Griechenland sitzt in der Schuldenfalle - und wir EU-Bürger gleich mit. Seit einem Jahr ist der gut 100 Milliarden Euro schwere Rettungsschirm über dem sonnigen Mittelmeerland gespannt. Doch von Rettung keine Spur. Im Gegenteil. Die Griechenlandkrise spitzt sich zu. Sie rüttelt an den Grundfesten des europäischen Finanzsystems, schürt die Wut der Griechen auf ihre Regierung und sorgt für Unmut an den deutschen Stammtischen.

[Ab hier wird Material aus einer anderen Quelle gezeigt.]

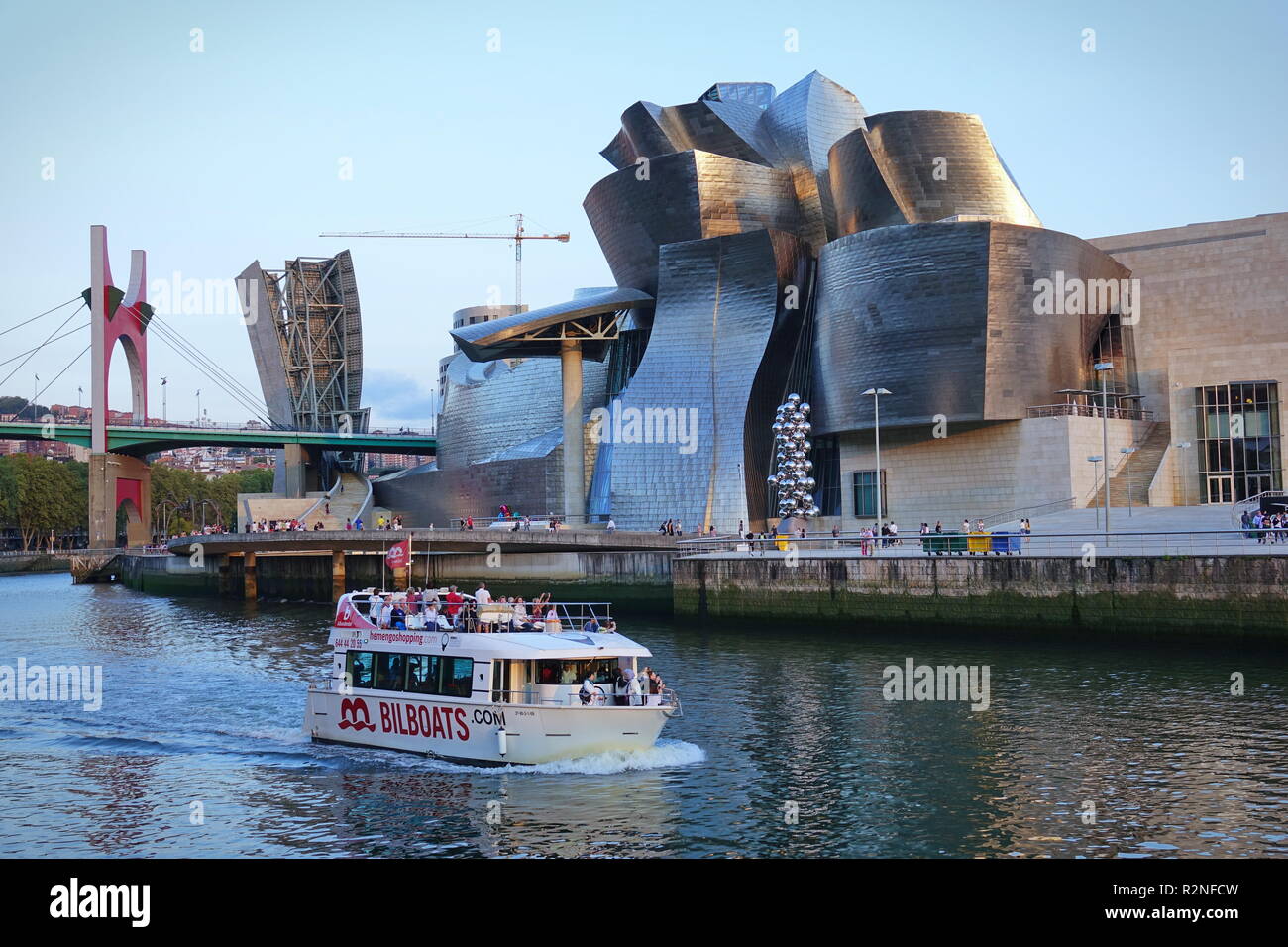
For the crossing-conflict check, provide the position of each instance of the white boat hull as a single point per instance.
(467, 732)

Das Hauptproblem ist: Griechenland hat abgesehen vom Tourismus keinen nennenswerten Wirtschaftszweig, der dazu beitragen könnte, die Schuldenlast von mittlerweile 330 Milliarden Euro jemals tilgen zu können. Viele meinen daher, das EU-Land solle die Drachme wieder einführen. Dann könnten die Griechen ihre Währung kräftig abwerten, ihre Waren preiswerter ins Ausland verkaufen und so ihre Binnenwirtschaft ankurbeln. Warum also soll der deutsche Steuerzahler für die MIsswirtschaft der Griechen aufkommen? Doch so einfach ist es nicht. Tatsächlich wären die Folgen eines griechischen Euro-Ausstiegs fatal. Sobald der Staat bekannt gäbe, die Drachme wieder einzuführen, würden die Griechen ihre Konten plündern. Das griechische Bankensystem bräche zusammen - und müsste mit EU-Hilfe gestützt werden. Aber auch ausländische Banken, darunter deutsche, müssten auf Gelder in Milliardenhöhe verzichten. Allerdings: Sie haben hoch gepokert, und wer das tut, muss auch mit Verlusten rechnen. Mitgefühl wäre fehl am Platz. Und doch besteht die Gefahr, dass auch deutsche Banken in Existenznöte gerieten und - wieder einmal - mit Steuergeldern gestützt werden müssten. Das alles ist Theorie, Spekulation und zeigt doch, wie schwierig der Fall Griechenland ist. Das gilt auch für die EU-Politik. Zwar ist Griechenland wirtschaftlich gesehen nur so stark wie Niedersachsen. Aber ein Schuldenerlass Griechenlands und/oder die Rückkehr des Staates zur Drachme könnte den Druck der Finanzmärkte auf weitere Länder wie Portugal, Spanien und Irland erhöhen. Das Vertrauen in die EU und ihre Gemeinschaftswährung nähme Schaden. Die Idee von der durch den Euro geeinten Wirtschaftsmacht Europa, die sich gegen China und die USA behaupten will, droht wie eine Seifenblase zu platzen. Die europäische Politik steckt in einem Dilemma. Sie hat die Wahl zwischen Pest und Cholera. Entweder erlaubt sie Griechenland die Rückkehr zur Drachme mit den beschriebenen Folgen, oder die EU erlässt dem Staat einen Großteil der Schulden und zieht sich damit weiteren Zorn der Steuerzahler zu. Klar ist nur: So wie bisher kann es nicht weitergehen. Die Hilfe für Griechenland wird noch noch viele weitere Milliarden verschlingen - so oder so. Das ist der Preis, den die EU und ihre Bürger dafür zahlen müssen, dass Griechenland jahrelang über seine Verhältnisse gelebt hat. Und dafür, dass die EU dem griechischen Desaster jahrelang tatenlos zugesehen hat.